The sparse implementation for AMR and load balancing is quite straight
forward. For AMR, when we create new mesh blocks, we allocate the same
variables on them as there were allocated on the old mesh blocks the new
ones are created from.

For the load balancing, we need to send the allocation statuses of the
variables together with their data. So we add flags at the beginning of
the send/receive buffers to indicate the allocation statuses. There is
one flag per variable. The rest of the buffer is unchanged and always
includes space for all variables regardless whether they are allocated
or not. This simplifies the implementation drastically, because all the
MPI messages have the same size and the sender and receiver know what
that size is without needing the know the allocation status of the other
block. The remaining changes are as follows:

- In ``Mesh::PrepareSendSameLevel`` we only fill the send buffer (using
``BufferUtility::PackData``) if the variable is allocated, otherwise
we simply skip that region of the buffer (and leave its values
uninitialized, since they won't be read) so that the data for each
variable is in the same place as if all variables were allocated.

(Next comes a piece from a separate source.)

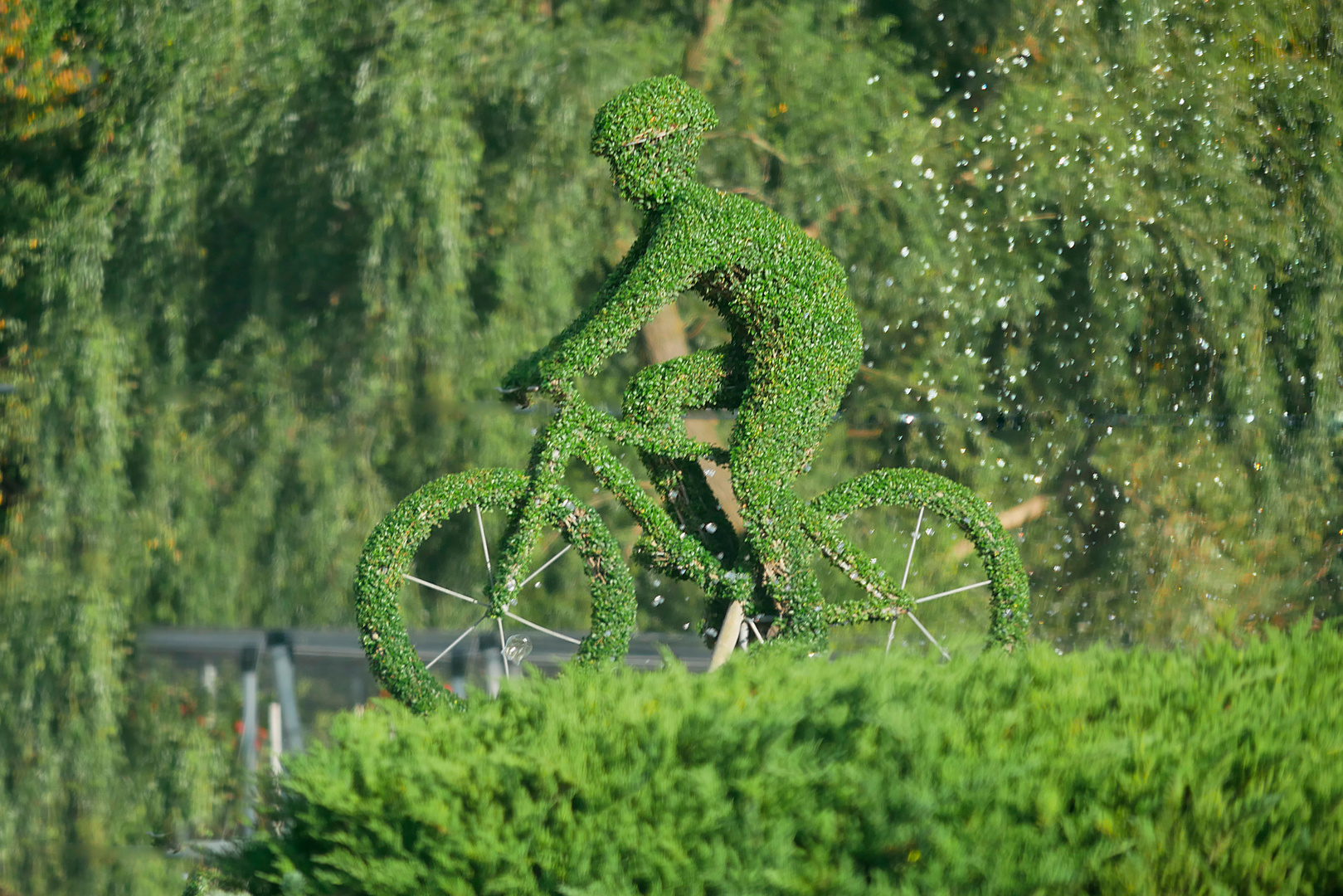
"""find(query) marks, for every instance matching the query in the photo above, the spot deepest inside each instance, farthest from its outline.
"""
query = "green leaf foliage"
(1201, 772)
(260, 273)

- In ``Mesh::PrepareSendCoarseToFineAMR`` and
``Mesh::PrepareSendFineToCoarseAMR`` we do the same as above, but
instead of leaving regions of the buffer belonging to unallocated
variables uninitialized, we fill them with zeros (using
``BufferUtility::PackZero``) since the target block may have the
variable allocated even if the sender doesn't (actually, I think this
can only happen for fine-to-coarse and not for coarse-to-fine).

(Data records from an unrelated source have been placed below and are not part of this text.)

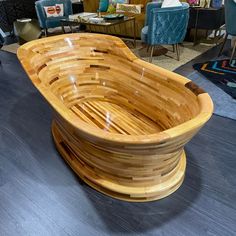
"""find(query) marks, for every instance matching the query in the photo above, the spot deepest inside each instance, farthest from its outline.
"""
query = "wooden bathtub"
(119, 122)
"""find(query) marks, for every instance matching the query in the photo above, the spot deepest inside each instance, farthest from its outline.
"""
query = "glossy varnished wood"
(120, 123)
(40, 195)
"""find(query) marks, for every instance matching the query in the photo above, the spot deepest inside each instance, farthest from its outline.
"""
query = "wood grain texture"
(40, 195)
(119, 122)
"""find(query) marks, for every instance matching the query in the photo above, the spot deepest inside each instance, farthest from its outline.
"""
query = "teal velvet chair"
(51, 22)
(230, 23)
(165, 26)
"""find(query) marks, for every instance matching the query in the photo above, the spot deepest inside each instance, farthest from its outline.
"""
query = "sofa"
(125, 30)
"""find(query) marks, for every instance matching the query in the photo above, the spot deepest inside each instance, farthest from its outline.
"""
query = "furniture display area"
(77, 7)
(165, 26)
(207, 19)
(127, 30)
(105, 25)
(120, 122)
(27, 30)
(230, 23)
(52, 22)
(10, 10)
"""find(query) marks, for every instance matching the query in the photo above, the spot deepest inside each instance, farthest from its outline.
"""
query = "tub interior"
(107, 91)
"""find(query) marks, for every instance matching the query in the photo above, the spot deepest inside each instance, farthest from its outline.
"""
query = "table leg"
(134, 26)
(195, 33)
(63, 27)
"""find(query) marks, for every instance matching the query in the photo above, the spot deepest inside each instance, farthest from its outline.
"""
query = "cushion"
(171, 3)
(54, 11)
(103, 5)
(128, 8)
(113, 3)
(111, 8)
(144, 33)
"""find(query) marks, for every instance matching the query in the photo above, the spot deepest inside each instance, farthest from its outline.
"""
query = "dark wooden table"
(206, 19)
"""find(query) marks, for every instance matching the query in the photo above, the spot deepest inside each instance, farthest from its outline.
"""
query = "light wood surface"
(120, 123)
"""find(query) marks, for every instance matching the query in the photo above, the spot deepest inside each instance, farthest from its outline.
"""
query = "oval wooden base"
(120, 122)
(134, 189)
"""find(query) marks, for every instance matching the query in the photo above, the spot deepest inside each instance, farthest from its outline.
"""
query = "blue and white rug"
(224, 104)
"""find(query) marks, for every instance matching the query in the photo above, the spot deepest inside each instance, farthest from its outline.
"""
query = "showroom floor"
(40, 195)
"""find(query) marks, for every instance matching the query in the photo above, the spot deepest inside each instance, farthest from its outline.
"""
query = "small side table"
(27, 30)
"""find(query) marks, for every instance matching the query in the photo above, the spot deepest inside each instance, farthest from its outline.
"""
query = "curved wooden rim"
(205, 102)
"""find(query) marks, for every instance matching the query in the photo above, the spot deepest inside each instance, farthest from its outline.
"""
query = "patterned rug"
(167, 60)
(221, 73)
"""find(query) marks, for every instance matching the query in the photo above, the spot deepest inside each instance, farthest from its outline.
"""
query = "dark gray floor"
(40, 195)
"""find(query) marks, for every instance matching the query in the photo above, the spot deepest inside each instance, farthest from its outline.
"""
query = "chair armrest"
(40, 14)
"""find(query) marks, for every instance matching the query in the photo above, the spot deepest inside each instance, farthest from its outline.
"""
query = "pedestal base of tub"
(114, 174)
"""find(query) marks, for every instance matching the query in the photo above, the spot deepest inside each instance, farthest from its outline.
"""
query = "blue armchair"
(165, 26)
(51, 22)
(230, 23)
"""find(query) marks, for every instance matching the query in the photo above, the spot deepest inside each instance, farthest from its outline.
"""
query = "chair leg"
(46, 32)
(232, 55)
(223, 44)
(150, 58)
(177, 51)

- In ``Mesh::FillSameRankFineToCoarseAMR`` when filling in the
destination data, we write zeros if the fine source block doesn't
have the variable allocated. Whereas in
``Mesh::FillSameRankCoarseToFineAMR`` we make sure the source and
destination blocks have the same allocation status for each variable
and we simply skip unallocated variables.
- In all three types of ``Mesh::FinishRecv*`` functions, we read the
allocation flags for all variables from the buffer, and we allocate
it on the receiving block if the sending block had it allocated but
it's not yet allocated on the receiving block. We then proceed to
read the buffer only if the variable is allocated on the receiving
block.